Christian thinkers soon engaged with Plato's views on the nature of reality, and Aristotle's approach to happiness and ethics. Plato's most famous book was The Republic, while Aristotle left us only lecture notes. Nevertheless, their influence on the Church was profound throughout the Middle Ages.
Theologians have debated with a whole clutch of philosophers from the 16th to the 19th centuries: Descartes's Meditations and his Discourse on Method; Pascal in his Pensées; Hume with his Dialogues Concerning Natural Religion; Immanuel Kant's Critique of Pure Reason; Jeremy Bentham's utilitarianism (Introduction to Principles of Morals and Legislation); and John Stuart Mill's challenging views On Liberty.
Coming up fast were the natural philosophers: that is, scientists, who often spoke from faith, and also challenged faith that was too simple. Chief among these were Copernicus (On the Revolutions of the Heavenly Bodies), Galileo (Two New Sciences), and Isaac Newton (Mathematical Principles of Natural Philosophy). Most influential on the thinking of the Church, however, was Charles Darwin's On the Origin of Species, in 1859 - a book that truly, and unnecessarily, set the cat among the pigeons.

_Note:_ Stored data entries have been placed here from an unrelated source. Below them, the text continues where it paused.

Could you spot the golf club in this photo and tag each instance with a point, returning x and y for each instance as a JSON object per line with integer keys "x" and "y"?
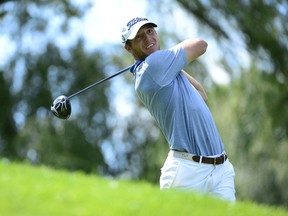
{"x": 61, "y": 106}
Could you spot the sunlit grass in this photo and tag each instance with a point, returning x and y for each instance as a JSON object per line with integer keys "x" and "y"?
{"x": 28, "y": 190}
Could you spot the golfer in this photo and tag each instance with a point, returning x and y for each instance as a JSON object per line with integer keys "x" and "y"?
{"x": 197, "y": 160}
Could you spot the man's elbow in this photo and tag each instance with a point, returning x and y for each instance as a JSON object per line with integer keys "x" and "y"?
{"x": 203, "y": 45}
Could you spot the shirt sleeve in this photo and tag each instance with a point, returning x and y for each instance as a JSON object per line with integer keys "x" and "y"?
{"x": 164, "y": 65}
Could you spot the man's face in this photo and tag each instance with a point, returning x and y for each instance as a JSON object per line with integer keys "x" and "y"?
{"x": 145, "y": 42}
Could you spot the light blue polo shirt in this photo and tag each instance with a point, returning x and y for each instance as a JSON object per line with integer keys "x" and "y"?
{"x": 176, "y": 105}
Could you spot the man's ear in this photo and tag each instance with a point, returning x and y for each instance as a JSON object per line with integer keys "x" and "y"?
{"x": 128, "y": 48}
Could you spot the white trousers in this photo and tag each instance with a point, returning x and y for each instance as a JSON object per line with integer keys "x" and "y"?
{"x": 217, "y": 180}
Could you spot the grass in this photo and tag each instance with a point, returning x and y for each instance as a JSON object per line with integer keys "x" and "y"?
{"x": 40, "y": 191}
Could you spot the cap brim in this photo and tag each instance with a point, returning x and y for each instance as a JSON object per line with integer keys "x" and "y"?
{"x": 137, "y": 27}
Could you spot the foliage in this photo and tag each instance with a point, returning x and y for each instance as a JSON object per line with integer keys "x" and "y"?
{"x": 251, "y": 110}
{"x": 44, "y": 60}
{"x": 50, "y": 192}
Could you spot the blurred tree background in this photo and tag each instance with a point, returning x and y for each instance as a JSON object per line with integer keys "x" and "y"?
{"x": 44, "y": 60}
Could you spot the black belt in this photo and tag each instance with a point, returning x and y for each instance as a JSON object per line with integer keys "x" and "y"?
{"x": 216, "y": 161}
{"x": 200, "y": 159}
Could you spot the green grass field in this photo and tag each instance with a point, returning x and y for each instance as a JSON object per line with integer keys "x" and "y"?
{"x": 39, "y": 191}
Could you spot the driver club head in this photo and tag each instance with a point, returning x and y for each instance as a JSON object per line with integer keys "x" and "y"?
{"x": 61, "y": 107}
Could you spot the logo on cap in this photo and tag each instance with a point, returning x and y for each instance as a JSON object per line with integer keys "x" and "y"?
{"x": 134, "y": 21}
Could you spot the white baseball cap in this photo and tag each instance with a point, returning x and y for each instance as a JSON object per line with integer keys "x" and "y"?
{"x": 130, "y": 30}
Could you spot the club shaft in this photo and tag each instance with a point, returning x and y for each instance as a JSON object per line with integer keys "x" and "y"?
{"x": 100, "y": 81}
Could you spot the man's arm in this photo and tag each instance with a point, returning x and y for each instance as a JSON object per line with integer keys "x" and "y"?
{"x": 197, "y": 86}
{"x": 193, "y": 48}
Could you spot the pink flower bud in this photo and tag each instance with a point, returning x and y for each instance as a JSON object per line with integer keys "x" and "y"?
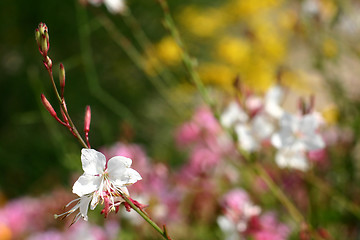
{"x": 37, "y": 36}
{"x": 87, "y": 119}
{"x": 48, "y": 106}
{"x": 62, "y": 79}
{"x": 42, "y": 28}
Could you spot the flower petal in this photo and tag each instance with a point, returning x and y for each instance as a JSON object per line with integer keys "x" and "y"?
{"x": 86, "y": 184}
{"x": 93, "y": 162}
{"x": 84, "y": 206}
{"x": 120, "y": 172}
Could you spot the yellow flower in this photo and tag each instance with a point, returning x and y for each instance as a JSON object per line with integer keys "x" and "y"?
{"x": 329, "y": 48}
{"x": 202, "y": 23}
{"x": 246, "y": 8}
{"x": 168, "y": 51}
{"x": 331, "y": 114}
{"x": 233, "y": 50}
{"x": 5, "y": 232}
{"x": 259, "y": 74}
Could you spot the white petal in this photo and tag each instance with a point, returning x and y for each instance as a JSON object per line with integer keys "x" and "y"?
{"x": 120, "y": 172}
{"x": 86, "y": 184}
{"x": 84, "y": 206}
{"x": 119, "y": 162}
{"x": 292, "y": 159}
{"x": 275, "y": 94}
{"x": 115, "y": 6}
{"x": 233, "y": 114}
{"x": 262, "y": 127}
{"x": 308, "y": 124}
{"x": 93, "y": 162}
{"x": 314, "y": 142}
{"x": 246, "y": 139}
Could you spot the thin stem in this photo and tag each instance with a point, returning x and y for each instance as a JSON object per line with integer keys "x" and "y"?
{"x": 294, "y": 212}
{"x": 135, "y": 57}
{"x": 90, "y": 70}
{"x": 64, "y": 109}
{"x": 147, "y": 46}
{"x": 146, "y": 218}
{"x": 188, "y": 61}
{"x": 323, "y": 186}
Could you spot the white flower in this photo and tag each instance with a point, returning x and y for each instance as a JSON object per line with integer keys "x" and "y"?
{"x": 250, "y": 132}
{"x": 101, "y": 181}
{"x": 272, "y": 101}
{"x": 104, "y": 179}
{"x": 297, "y": 135}
{"x": 83, "y": 206}
{"x": 113, "y": 6}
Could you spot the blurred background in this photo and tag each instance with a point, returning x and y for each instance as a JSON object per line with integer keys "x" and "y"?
{"x": 128, "y": 68}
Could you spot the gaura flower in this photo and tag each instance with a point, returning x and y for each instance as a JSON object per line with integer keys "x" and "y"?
{"x": 103, "y": 182}
{"x": 297, "y": 135}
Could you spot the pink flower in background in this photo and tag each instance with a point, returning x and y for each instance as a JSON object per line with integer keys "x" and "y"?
{"x": 270, "y": 228}
{"x": 203, "y": 127}
{"x": 238, "y": 211}
{"x": 21, "y": 215}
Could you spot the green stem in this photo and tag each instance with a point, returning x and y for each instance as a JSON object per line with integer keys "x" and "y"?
{"x": 135, "y": 57}
{"x": 279, "y": 194}
{"x": 90, "y": 70}
{"x": 187, "y": 60}
{"x": 321, "y": 185}
{"x": 146, "y": 217}
{"x": 65, "y": 111}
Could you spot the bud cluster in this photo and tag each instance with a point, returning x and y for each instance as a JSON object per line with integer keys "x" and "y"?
{"x": 42, "y": 40}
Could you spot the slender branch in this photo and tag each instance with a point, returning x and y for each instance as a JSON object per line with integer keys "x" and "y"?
{"x": 146, "y": 217}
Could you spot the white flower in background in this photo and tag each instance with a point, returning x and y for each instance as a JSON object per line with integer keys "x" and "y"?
{"x": 113, "y": 6}
{"x": 232, "y": 115}
{"x": 297, "y": 135}
{"x": 250, "y": 132}
{"x": 104, "y": 179}
{"x": 238, "y": 210}
{"x": 101, "y": 181}
{"x": 83, "y": 206}
{"x": 272, "y": 101}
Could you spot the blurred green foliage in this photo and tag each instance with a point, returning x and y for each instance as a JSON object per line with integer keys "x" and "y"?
{"x": 36, "y": 153}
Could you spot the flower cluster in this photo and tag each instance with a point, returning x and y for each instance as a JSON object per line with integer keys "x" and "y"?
{"x": 259, "y": 121}
{"x": 103, "y": 181}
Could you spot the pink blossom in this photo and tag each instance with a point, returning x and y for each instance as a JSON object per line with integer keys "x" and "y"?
{"x": 271, "y": 229}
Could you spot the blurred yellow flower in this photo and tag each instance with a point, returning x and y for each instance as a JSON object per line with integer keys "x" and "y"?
{"x": 151, "y": 64}
{"x": 269, "y": 42}
{"x": 233, "y": 50}
{"x": 259, "y": 74}
{"x": 246, "y": 8}
{"x": 168, "y": 51}
{"x": 202, "y": 22}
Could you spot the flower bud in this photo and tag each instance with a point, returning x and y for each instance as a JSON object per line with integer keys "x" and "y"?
{"x": 62, "y": 79}
{"x": 87, "y": 119}
{"x": 48, "y": 62}
{"x": 44, "y": 44}
{"x": 42, "y": 28}
{"x": 37, "y": 36}
{"x": 48, "y": 106}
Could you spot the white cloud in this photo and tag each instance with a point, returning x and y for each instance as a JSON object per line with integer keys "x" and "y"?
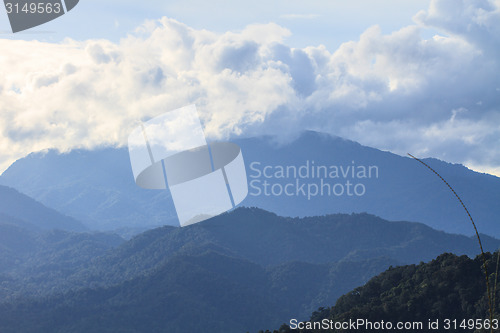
{"x": 299, "y": 16}
{"x": 436, "y": 97}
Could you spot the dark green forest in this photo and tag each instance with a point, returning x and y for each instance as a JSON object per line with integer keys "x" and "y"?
{"x": 449, "y": 287}
{"x": 242, "y": 271}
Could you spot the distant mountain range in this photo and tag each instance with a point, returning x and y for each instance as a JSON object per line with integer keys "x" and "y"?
{"x": 97, "y": 187}
{"x": 241, "y": 271}
{"x": 20, "y": 210}
{"x": 449, "y": 292}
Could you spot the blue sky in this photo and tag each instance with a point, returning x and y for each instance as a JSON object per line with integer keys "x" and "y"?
{"x": 405, "y": 76}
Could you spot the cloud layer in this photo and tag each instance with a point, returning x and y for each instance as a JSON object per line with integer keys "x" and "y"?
{"x": 433, "y": 97}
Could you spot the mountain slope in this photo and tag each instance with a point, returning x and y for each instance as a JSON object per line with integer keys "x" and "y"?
{"x": 240, "y": 271}
{"x": 22, "y": 210}
{"x": 97, "y": 187}
{"x": 203, "y": 292}
{"x": 449, "y": 287}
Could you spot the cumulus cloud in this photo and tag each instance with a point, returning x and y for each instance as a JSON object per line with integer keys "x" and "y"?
{"x": 433, "y": 97}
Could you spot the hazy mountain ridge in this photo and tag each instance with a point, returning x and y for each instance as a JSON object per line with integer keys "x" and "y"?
{"x": 97, "y": 187}
{"x": 19, "y": 209}
{"x": 447, "y": 287}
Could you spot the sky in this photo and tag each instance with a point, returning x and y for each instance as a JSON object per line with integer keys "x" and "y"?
{"x": 404, "y": 76}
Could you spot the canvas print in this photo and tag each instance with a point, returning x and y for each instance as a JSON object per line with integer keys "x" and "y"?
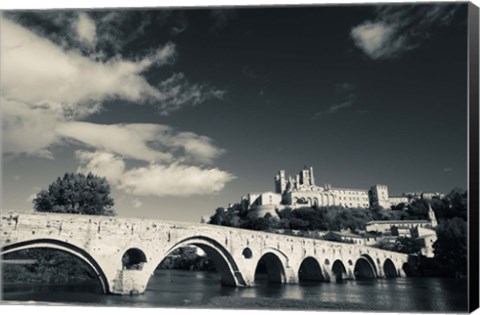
{"x": 279, "y": 158}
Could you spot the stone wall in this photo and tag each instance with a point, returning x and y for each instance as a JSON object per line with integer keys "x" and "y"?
{"x": 102, "y": 241}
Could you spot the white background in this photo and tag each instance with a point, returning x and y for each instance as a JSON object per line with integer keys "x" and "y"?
{"x": 46, "y": 4}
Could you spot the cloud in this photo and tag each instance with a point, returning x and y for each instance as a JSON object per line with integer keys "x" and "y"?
{"x": 136, "y": 203}
{"x": 144, "y": 142}
{"x": 101, "y": 163}
{"x": 398, "y": 29}
{"x": 154, "y": 179}
{"x": 45, "y": 89}
{"x": 85, "y": 29}
{"x": 345, "y": 93}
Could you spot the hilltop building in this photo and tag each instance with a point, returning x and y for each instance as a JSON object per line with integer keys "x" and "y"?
{"x": 423, "y": 230}
{"x": 302, "y": 191}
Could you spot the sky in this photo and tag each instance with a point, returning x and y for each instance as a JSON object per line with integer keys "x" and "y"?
{"x": 184, "y": 111}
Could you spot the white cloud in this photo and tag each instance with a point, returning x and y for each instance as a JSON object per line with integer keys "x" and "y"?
{"x": 102, "y": 164}
{"x": 345, "y": 93}
{"x": 377, "y": 39}
{"x": 38, "y": 72}
{"x": 85, "y": 29}
{"x": 136, "y": 203}
{"x": 398, "y": 29}
{"x": 176, "y": 93}
{"x": 47, "y": 89}
{"x": 173, "y": 180}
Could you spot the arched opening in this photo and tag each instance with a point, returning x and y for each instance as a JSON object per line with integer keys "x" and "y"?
{"x": 407, "y": 268}
{"x": 364, "y": 269}
{"x": 339, "y": 270}
{"x": 247, "y": 253}
{"x": 46, "y": 265}
{"x": 195, "y": 262}
{"x": 389, "y": 269}
{"x": 133, "y": 259}
{"x": 310, "y": 270}
{"x": 269, "y": 270}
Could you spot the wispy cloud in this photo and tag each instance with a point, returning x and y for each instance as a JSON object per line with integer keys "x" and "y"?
{"x": 221, "y": 17}
{"x": 345, "y": 93}
{"x": 136, "y": 203}
{"x": 154, "y": 179}
{"x": 49, "y": 89}
{"x": 45, "y": 88}
{"x": 398, "y": 29}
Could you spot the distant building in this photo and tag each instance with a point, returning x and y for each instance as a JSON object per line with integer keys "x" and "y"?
{"x": 301, "y": 191}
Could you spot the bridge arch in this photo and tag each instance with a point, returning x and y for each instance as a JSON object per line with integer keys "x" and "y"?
{"x": 61, "y": 246}
{"x": 365, "y": 267}
{"x": 407, "y": 269}
{"x": 133, "y": 258}
{"x": 220, "y": 256}
{"x": 338, "y": 269}
{"x": 271, "y": 263}
{"x": 310, "y": 270}
{"x": 389, "y": 269}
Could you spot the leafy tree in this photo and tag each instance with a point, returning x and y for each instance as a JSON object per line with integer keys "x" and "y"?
{"x": 76, "y": 193}
{"x": 407, "y": 245}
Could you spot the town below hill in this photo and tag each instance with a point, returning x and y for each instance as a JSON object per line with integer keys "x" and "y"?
{"x": 433, "y": 230}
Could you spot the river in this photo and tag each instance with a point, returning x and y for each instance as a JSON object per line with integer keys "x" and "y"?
{"x": 196, "y": 289}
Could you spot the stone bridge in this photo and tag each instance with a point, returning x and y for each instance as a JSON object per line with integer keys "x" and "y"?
{"x": 124, "y": 252}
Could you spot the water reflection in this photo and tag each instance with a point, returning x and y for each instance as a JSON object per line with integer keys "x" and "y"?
{"x": 172, "y": 288}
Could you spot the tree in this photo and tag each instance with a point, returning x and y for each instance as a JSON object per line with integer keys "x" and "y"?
{"x": 451, "y": 245}
{"x": 76, "y": 193}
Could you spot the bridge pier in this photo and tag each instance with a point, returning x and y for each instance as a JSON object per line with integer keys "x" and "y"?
{"x": 130, "y": 282}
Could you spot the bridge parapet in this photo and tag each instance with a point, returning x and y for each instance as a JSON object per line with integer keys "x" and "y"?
{"x": 102, "y": 242}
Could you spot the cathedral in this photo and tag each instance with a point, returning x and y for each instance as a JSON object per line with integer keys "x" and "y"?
{"x": 301, "y": 191}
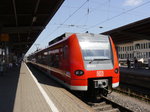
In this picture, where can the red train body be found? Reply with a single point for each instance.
(80, 61)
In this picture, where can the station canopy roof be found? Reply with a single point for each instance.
(135, 31)
(23, 20)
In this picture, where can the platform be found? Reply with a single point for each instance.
(24, 92)
(138, 77)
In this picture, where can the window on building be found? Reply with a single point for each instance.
(144, 45)
(141, 46)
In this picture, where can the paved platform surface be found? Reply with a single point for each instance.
(19, 93)
(8, 88)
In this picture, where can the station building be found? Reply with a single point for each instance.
(139, 49)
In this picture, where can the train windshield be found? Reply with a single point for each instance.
(96, 50)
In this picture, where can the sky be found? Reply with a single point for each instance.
(94, 16)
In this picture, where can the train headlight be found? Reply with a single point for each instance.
(79, 72)
(116, 70)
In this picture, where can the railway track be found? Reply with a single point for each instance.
(106, 105)
(134, 91)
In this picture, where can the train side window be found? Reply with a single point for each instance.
(65, 52)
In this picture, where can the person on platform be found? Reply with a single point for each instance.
(128, 63)
(1, 68)
(135, 62)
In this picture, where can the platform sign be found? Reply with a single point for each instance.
(4, 37)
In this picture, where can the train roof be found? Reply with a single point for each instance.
(59, 38)
(67, 34)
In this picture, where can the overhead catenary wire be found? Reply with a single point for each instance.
(69, 17)
(124, 12)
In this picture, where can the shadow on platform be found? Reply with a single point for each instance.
(8, 89)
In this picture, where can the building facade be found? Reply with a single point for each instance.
(139, 49)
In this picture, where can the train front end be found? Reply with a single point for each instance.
(94, 63)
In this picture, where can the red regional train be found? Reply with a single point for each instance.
(81, 61)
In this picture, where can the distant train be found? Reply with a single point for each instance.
(81, 61)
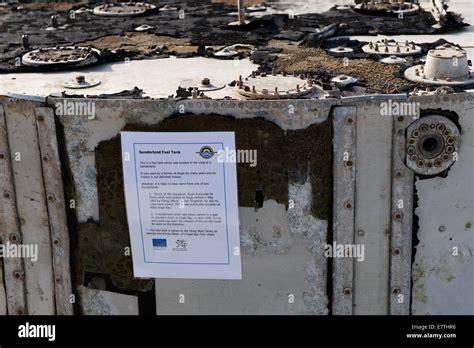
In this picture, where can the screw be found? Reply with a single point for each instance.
(26, 43)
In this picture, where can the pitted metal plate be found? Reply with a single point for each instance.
(392, 48)
(432, 145)
(123, 9)
(265, 86)
(74, 55)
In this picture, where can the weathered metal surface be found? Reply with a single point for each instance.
(343, 210)
(282, 260)
(443, 261)
(83, 133)
(401, 233)
(13, 268)
(53, 183)
(31, 204)
(372, 209)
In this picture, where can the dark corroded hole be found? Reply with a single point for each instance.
(259, 198)
(431, 145)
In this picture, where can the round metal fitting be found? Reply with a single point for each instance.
(123, 9)
(445, 65)
(61, 55)
(431, 143)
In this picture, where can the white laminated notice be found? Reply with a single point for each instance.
(182, 205)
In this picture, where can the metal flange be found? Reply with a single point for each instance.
(204, 85)
(80, 82)
(123, 9)
(402, 8)
(233, 50)
(341, 50)
(275, 86)
(343, 80)
(61, 55)
(432, 145)
(393, 60)
(392, 48)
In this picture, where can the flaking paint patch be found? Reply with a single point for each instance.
(314, 232)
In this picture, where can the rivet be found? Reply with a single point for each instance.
(397, 215)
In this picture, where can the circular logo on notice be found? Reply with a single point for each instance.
(206, 152)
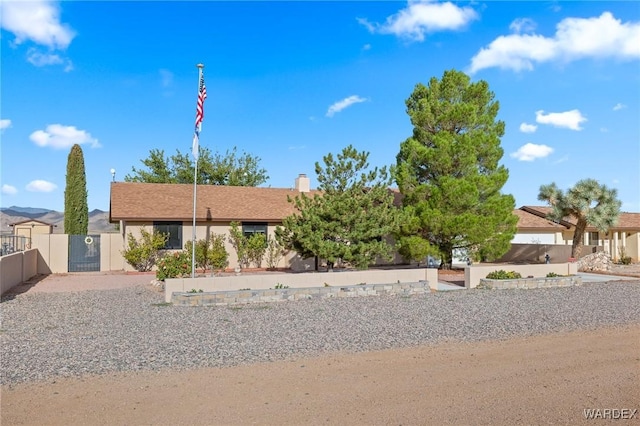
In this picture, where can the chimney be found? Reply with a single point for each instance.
(302, 183)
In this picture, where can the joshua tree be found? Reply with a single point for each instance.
(589, 202)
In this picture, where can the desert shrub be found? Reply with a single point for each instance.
(503, 275)
(142, 254)
(484, 286)
(553, 275)
(174, 265)
(623, 259)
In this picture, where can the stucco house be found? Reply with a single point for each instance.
(535, 228)
(169, 208)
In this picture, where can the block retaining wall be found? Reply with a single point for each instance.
(220, 298)
(528, 283)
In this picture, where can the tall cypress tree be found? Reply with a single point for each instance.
(76, 209)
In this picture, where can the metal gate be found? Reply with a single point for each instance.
(84, 253)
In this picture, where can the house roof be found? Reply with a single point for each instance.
(531, 221)
(22, 222)
(626, 221)
(134, 201)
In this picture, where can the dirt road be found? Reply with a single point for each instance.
(541, 380)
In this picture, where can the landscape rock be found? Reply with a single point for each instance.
(598, 262)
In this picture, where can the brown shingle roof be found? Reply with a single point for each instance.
(528, 221)
(159, 201)
(627, 221)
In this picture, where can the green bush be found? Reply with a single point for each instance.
(553, 275)
(174, 265)
(142, 255)
(503, 275)
(211, 253)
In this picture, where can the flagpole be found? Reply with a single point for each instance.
(195, 185)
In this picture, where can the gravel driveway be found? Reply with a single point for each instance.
(45, 335)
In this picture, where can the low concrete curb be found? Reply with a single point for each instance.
(222, 298)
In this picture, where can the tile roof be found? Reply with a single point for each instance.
(626, 221)
(158, 201)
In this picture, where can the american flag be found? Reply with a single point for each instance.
(202, 95)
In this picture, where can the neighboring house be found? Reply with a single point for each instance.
(169, 208)
(535, 228)
(28, 228)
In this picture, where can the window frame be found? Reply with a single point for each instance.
(251, 228)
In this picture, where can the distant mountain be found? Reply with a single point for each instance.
(98, 219)
(31, 212)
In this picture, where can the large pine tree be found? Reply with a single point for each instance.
(350, 219)
(449, 174)
(76, 209)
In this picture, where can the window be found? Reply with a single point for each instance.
(174, 230)
(250, 228)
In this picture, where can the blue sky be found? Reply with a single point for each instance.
(292, 81)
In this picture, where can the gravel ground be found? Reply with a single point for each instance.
(49, 335)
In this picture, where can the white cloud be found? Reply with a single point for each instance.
(41, 186)
(522, 25)
(37, 21)
(5, 123)
(346, 102)
(8, 189)
(528, 128)
(40, 59)
(422, 17)
(568, 119)
(58, 136)
(531, 152)
(575, 38)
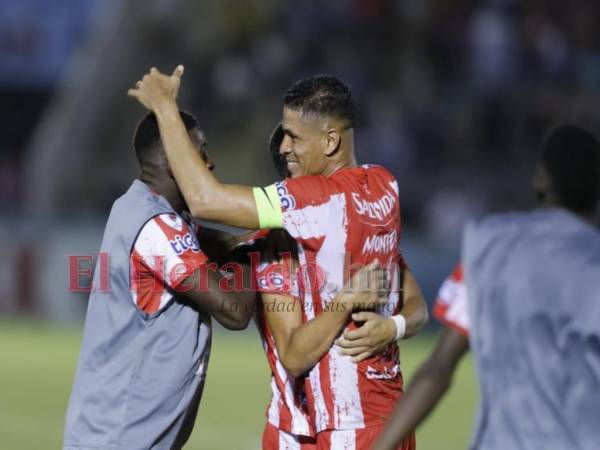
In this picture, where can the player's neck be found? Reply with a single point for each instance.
(168, 191)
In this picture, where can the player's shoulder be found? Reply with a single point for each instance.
(168, 228)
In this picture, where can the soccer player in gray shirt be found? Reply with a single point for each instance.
(532, 293)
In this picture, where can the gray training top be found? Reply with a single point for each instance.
(534, 294)
(140, 376)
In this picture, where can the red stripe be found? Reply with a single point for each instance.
(324, 367)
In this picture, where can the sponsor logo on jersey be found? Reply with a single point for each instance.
(388, 373)
(181, 244)
(380, 243)
(374, 211)
(287, 200)
(272, 280)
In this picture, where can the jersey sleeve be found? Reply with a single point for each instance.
(164, 254)
(451, 307)
(301, 206)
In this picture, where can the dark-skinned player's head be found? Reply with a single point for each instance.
(151, 157)
(568, 173)
(318, 122)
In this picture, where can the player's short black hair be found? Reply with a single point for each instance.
(274, 145)
(146, 138)
(322, 95)
(571, 156)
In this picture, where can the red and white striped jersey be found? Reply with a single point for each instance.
(342, 222)
(452, 307)
(287, 410)
(164, 254)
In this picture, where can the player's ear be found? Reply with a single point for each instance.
(332, 139)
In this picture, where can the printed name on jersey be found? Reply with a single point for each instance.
(287, 200)
(378, 210)
(172, 221)
(380, 243)
(385, 374)
(182, 244)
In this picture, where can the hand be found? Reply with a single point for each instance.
(368, 340)
(367, 288)
(155, 88)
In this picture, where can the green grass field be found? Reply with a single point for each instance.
(38, 363)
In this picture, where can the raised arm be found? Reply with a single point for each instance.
(428, 386)
(206, 196)
(301, 345)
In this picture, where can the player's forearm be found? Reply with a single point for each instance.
(414, 308)
(196, 182)
(309, 342)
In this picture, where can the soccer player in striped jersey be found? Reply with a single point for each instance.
(342, 216)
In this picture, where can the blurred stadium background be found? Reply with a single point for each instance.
(452, 97)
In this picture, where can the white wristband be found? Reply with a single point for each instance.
(400, 322)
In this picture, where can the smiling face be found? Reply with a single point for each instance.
(305, 144)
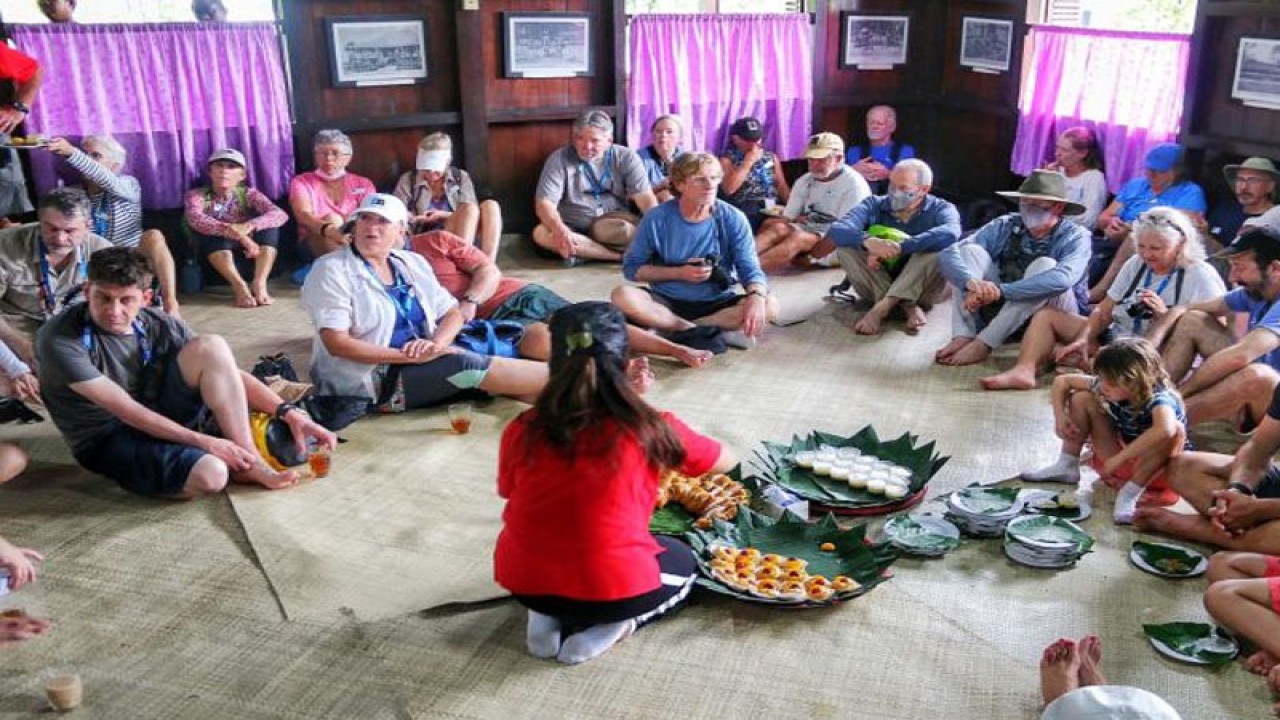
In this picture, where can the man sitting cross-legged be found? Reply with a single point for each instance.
(1237, 376)
(132, 390)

KARL MARX published The Communist Manifesto in 1848, laying out his analysis of economic forces and class struggle. He forged a revolution in thought equalled only, in a quite different arena, by Sigmund Freud, whose exploration of the unconscious as the seat of our actions (The Interpretation of Dreams) was to change the way in which men and women thought about themselves and their place in life. These two intellectual giants preoccupied the self-belief and apologetics of the Church for over a century.
Christian thinkers were also preoccupied with another challenge to inherited ideas of morality. Friedrich Nietzsche asked: if God is dead, what comes next? Certainly not care and compassion, but the new Superman (Thus Spake Zarathustra). Bertrand Russell shared Nietzsche's distaste for religion, and was also very interested in sex and mathematics (Principia Mathematica). He started "the linguistic turn" in philosophy which fed Alfred Ayer (Language, Truth and Logic), and took the Church into battle with what was seen as a reductionist obsession with the meaning of words.
More recently, books that have captured the Church's attention have been - on the negative side -Richard Dawkins's flamboyant The God Delusion, and - on the positive - Alasdair MacIntyre's After Virtue, which takes us right back to where we started, with Aristotle. The great conversation goes on.
How is it possible to name some of the books that have influenced the Church, and not mention all the books of poetry, political theory, and social reform? But, then, how is it possible to name every bird in the sky? Gloriously, the sky, and our bookshelves, are still bursting with life.
The Rt Revd John Pritchard is the Bishop of Oxford.